La rue. Bord de nationale. Un pas. Lumières de voitures. Tout droit. Platanes immenses. Alignés. Plus loin, un feu tricolore. Restaurant chinois. Maison du bonheur. Vide. Odeurs d’essence. Voitures qui sifflent. Marche droit. Aérienne. Je suis le vaisseau qui voyage dans la nuit. Mes pas sur le bitume. Mouvement mécanique des jambes. Comme sur un fil. Grande. Bord de nationale où on passe. Mais ne s’arrête pas. Camions. Immeubles fermés comme le mien. Murs sales de gaz d’échappements.
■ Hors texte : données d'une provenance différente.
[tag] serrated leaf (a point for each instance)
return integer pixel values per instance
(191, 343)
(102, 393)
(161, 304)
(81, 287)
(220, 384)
Parterre de fleurs insolite. Voitures en épis sur le trottoir. Odeur d’un clochard qui me regarde. Grivois. Reste grande. Au dessus de cela. Musique qui sort d’un trou de lumière. Dans la falaise des immeubles. Des gens font la fête. Une femme cherche quelque chose dans la poubelle à côté de moi. Je n’ai rien à manger. Bonne soirée. On regarde le trou de lumière où sort la musique. Des gens vivent ensemble. Ils sont entre amis. Peut-être même qu’ils sont heureux ensemble. Je voyage seule. Anonymat de la rue. Un homme en cravate se précipite vers son trou. Femme du rez-de-chaussée qui fume à la fenêtre. Regard curieux. Concierge. Le chemin continue. Seul le bruit des moteurs. Les fenêtres fermées. Un chien promène son maître. En liberté, déversant consciencieusement le liquide jaune aux arbres et aux murs. Lumières de panneaux publicitaires. Couleurs criardes. Femme nue pour un parfum. Désolation d’une nationale de province un soir de semaine. Dernière limite de la ville. Un lampadaire éteint. Cris métalliques des roues d’un train de fret. Au loin, la zone industrielle.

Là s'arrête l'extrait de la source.